Doublecortin-like kinase 1 promotes hepatocyte clonogenicity and oncogenic programming via non-canonical β-catenin-dependent mechanism.

Chronic liver injury is a risk factor for cirrhosis and hepatocellular carcinoma (HCC). The molecular mechanisms that regulate the decision between normal injury repair and neoplastic initiation are unclear. Doublecortin-like kinase 1 (DCLK1), a tumor stem cell marker, is induced during cirrhosis and HCC. Here, we demonstrate that DCLK1-overexpressing primary human hepatocytes formed spheroids in suspension cultures. Spheroids derived from DCLK1-overexpressing hepatoma cells showed high level expression of active β-catenin, α-fetoprotein, and SOX9, suggesting that DCLK1 overexpression induces clonogenicity and dedifferentiated phenotypes in hepatoma cells. DCLK1 overexpression in hepatoma cells also increased phosphorylation of GSK-3β at Ser⁹. This was associated with an induction of a 48-kDa active β-catenin with a preserved hypophosphorylated N-terminus that interacted with nuclear TCF-4 resulting in luciferase reporter activity and cyclin D1 expression. DCLK1 downregulation inhibited 48-kDa β-catenin expression.

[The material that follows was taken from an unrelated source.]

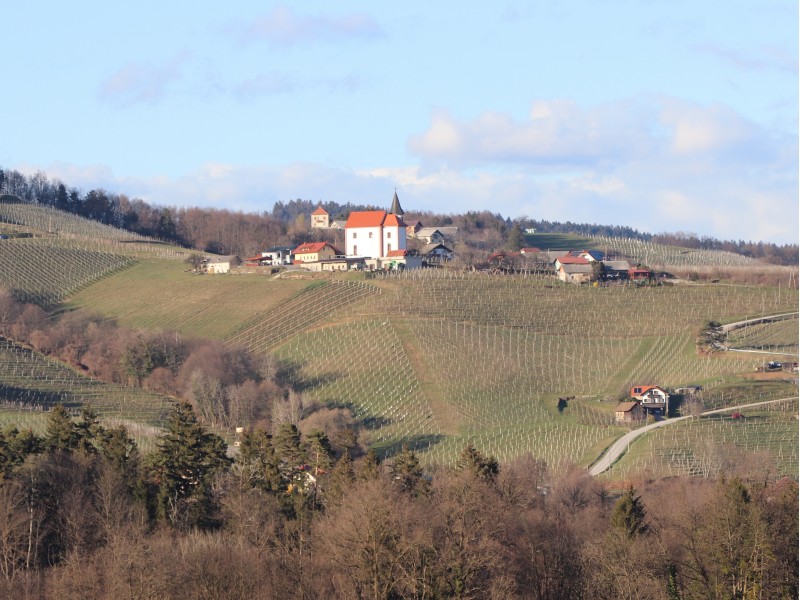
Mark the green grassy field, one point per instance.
(709, 445)
(437, 359)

The proteasome inhibitor bortezomib did not block the 48-kDa β-catenin, instead, caused a threefold accumulation, suggesting a proteasome-independent mechanism. Liver tissues from patients with cirrhosis and HCC revealed epithelial co-staining of DCLK1 and active β-catenin, and cleaved E-cadherin. Repopulated DCLK1-overexpressing primary human hepatocytes in humanized FRG mouse livers demonstrated active β-catenin. In conclusion, DCLK1 regulates oncogenic signaling and clonogenicity of hepatocytes by a novel non-canonical/atypical β-catenin-dependent mechanism.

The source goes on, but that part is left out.